If arbitrable, the next consideration would be "whether the arbitrator's award 'drew its essence' from the [CBA]." Cedar Rapids Ass'n of Fire Fighters, 574 N.W.2d at 316 (quoting Sergeant Bluff-Luton Educ. Ass'n v. Sergeant Bluff-Luton Cmty. Sch. Dist., 282 N.W.2d 144, 148 (Iowa 1979)). That consideration is not relevant to this appeal.

A. The CBA

The CBA includes provisions concerning "grievance procedure" and "evaluation procedure," articles 4 and 13, respectively.

1. Article 4

A grievance only encompasses "a complaint by an employee [or] a group of employees of the Association that there has been an alleged violation, misinterpretation, or misapplication of any of the specific provisions of" the CBA. Under section 4.03, grievances progress through a four-step process until resolution: (1) attempts at informal resolution; (2) filing of a written grievance, discussion with the principal, and a decision by the principal; (3) submission of the grievance to the superintendent and answer; and (4) impartial, binding arbitration.
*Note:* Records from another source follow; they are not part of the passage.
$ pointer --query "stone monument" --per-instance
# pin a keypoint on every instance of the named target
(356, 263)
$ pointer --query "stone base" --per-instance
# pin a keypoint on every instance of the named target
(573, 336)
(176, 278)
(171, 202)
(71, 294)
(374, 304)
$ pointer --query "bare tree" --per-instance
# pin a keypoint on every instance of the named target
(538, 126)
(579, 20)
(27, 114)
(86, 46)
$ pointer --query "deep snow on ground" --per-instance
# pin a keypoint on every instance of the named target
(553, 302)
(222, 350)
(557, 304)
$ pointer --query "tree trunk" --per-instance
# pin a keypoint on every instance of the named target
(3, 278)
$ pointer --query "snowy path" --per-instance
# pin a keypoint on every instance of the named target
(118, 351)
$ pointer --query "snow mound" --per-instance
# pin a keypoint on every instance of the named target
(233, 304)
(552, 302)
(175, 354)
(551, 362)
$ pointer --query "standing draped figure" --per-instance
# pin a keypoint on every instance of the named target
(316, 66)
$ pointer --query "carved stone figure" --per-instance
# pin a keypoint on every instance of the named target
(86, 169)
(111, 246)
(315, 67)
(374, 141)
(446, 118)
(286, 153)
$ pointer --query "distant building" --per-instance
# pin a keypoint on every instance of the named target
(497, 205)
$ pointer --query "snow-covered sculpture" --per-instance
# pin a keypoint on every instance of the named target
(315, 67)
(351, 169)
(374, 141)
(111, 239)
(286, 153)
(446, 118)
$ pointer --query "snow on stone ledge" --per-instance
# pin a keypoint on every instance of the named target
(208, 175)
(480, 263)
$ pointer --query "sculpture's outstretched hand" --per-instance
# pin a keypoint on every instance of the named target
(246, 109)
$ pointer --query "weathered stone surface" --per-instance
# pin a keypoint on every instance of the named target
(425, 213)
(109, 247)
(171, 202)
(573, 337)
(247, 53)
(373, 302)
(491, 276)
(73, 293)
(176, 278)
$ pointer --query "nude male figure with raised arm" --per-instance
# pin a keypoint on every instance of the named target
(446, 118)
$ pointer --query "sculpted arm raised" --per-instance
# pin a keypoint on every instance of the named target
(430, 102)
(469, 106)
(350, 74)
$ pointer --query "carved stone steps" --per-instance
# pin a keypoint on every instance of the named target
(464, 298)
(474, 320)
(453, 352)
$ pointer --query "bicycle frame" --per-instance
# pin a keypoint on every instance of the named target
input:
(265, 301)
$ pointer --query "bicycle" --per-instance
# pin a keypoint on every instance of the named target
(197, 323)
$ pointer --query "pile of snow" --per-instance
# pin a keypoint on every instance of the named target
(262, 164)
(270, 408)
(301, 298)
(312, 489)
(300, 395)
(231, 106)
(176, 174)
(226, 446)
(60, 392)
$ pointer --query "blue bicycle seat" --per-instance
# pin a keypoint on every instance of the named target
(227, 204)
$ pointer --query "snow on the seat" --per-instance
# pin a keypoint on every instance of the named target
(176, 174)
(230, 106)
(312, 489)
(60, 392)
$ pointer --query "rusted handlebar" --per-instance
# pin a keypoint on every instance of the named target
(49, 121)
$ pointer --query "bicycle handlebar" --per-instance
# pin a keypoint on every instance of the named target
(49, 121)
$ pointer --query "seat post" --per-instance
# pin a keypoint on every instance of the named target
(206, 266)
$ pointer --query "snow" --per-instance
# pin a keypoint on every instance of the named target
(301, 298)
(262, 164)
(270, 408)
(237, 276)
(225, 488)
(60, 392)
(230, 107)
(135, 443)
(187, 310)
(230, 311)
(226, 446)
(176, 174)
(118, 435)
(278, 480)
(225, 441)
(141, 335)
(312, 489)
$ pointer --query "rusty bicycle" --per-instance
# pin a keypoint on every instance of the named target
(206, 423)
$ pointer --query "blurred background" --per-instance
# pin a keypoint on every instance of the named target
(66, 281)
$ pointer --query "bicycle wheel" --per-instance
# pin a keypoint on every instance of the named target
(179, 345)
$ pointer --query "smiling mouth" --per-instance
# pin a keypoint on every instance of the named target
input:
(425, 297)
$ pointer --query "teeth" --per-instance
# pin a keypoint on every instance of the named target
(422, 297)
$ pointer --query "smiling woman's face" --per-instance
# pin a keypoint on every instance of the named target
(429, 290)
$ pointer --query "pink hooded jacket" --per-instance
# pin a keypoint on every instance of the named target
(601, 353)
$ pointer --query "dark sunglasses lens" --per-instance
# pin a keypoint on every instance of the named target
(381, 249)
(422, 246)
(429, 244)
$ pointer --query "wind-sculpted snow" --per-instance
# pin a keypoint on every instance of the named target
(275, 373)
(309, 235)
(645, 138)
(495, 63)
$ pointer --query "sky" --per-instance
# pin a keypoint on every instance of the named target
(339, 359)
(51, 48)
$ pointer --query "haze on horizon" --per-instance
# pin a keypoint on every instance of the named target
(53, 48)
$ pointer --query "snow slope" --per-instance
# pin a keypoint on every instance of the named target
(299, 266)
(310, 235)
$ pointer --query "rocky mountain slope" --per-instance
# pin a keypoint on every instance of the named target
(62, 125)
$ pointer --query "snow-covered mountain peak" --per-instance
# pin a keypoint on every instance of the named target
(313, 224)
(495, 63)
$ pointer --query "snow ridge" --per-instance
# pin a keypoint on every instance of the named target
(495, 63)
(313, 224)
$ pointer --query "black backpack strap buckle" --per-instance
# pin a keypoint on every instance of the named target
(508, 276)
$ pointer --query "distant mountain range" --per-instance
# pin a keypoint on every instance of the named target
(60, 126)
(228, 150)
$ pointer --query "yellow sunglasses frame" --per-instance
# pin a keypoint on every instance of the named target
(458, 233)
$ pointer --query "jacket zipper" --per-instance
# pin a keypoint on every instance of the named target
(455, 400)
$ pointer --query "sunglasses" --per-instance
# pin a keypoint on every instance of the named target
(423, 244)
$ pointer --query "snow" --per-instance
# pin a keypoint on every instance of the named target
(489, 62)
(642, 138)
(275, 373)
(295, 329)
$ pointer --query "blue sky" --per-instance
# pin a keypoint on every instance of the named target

At the fourth step, "[t]he arbitrator . . . shall not amend, modify, nullify, ignore, or add to the provisions of" the CBA, and his or her "authority shall be strictly limited to deciding only the issue or issues presented" and "must be based solely and only upon his/her interpretation of the meaning or application of the express relevant language of" the CBA.

2. Article 13

The parties agree that, as a career teacher, Turner was to be evaluated once every three years under section 13.06(C). Here, it is undisputed that the District did not follow that rule as to Turner. Normally, section 13.03 requires, "During each school year involving the performance review, the evaluator and employee shall mutually agree on dates for pre-observation, if necessary, formal observation, and post observation conferences." Sections 13.04 and 13.05 describe the typical scenario for evaluation, the assessment, and timeline for "the teacher and evaluator [to] meet to identify the teacher's current status in meeting the eight (8) Iowa Teaching Standards and to discuss any additional information or artifacts that are necessary to document success in meeting the Iowa Teaching Standards." Under section 13.06(D), if an evaluation results in a determination "that the teacher has not met any particular one of the eight standards or District Standards, then the evaluator and the teacher shall jointly determine what information the evaluator needs in order to indicate the teacher meets all eight (8) standards," and "[t]he teacher may request another observation or present the evaluator with data relative to the standard that is in question." Section 13.07 requires the "principal or appropriate supervisor [to] provide the employee with assistance designed to improve the quality of instruction and to eliminate difficulties noted in any evaluation," and "[a]ny assistance shall be noted in writing, and an initialed copy shall be retained by the appropriate supervisor and the employee." Section 13.08 mandates that "[a]ll observations of an employee shall be considered with full knowledge of the employee and solely for the purpose of evaluation toward the improvement of instructions, as a means of assuring the most competent educational techniques." Section 13.10, concerning the "right to grieve," provides:

A non-probationary employee, who has been evaluated, has the right to grieve said evaluation as unfair, unjust, and/or inaccurate, the total evaluation is rated as unsatisfactory or not meeting the District's standards. . . . Tier 3 (Intensive Assistance) is not grievable, nor can a teacher file a grievance when statutorily precluded.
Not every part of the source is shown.